No pasaba consulta todos los días. Lo hacía unas tres veces a la semana y cada día tenía cerca de una decena citas, con una duración de media hora aproximadamente. Así era una jornada laboral del hombre que se hizo pasar por médico rehabilitador durante más de 30 años y que fue detenido la semana pasada por supuestamente estafar 300.000 euros solo a dos pacientes -según la Guardia Civil-. Los precios partían desde los 20 euros y podían alcanzar hasta los 4.000, según fuentes cercanas a la investigación. Si bien, las ganacias diarias oscilaban entre los 400 y los 600 euros y los pacientes consultados aseguran que el único método de pago era en mano.

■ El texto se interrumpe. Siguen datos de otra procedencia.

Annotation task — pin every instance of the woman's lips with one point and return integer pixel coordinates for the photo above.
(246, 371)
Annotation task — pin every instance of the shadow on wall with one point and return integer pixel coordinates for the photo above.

Agentes del Puesto Principal del Instituto Armado de Rincón de la Victoria, durante el registro de su domicilio, hallaron diversa documentación e informes médicos, análisis de sangre, ecografías y resonancias magnéticas de varias personas. Pero, además, los guardias civiles encontraron dos agendas que contenían citas de clientes y sus posteriores cobros por los tratamientos recibidos. En dichos documentos también aparecía impreso un sello con su nombre como médico rehabilitador y un número de colegiado. 



Estas ganancias le habrían permitido la construcción de una lujosa casa a escasos metros de la vivienda de su familia -donde pasa consulta- que al parecer tendría pensado utilizar también como clínica privada.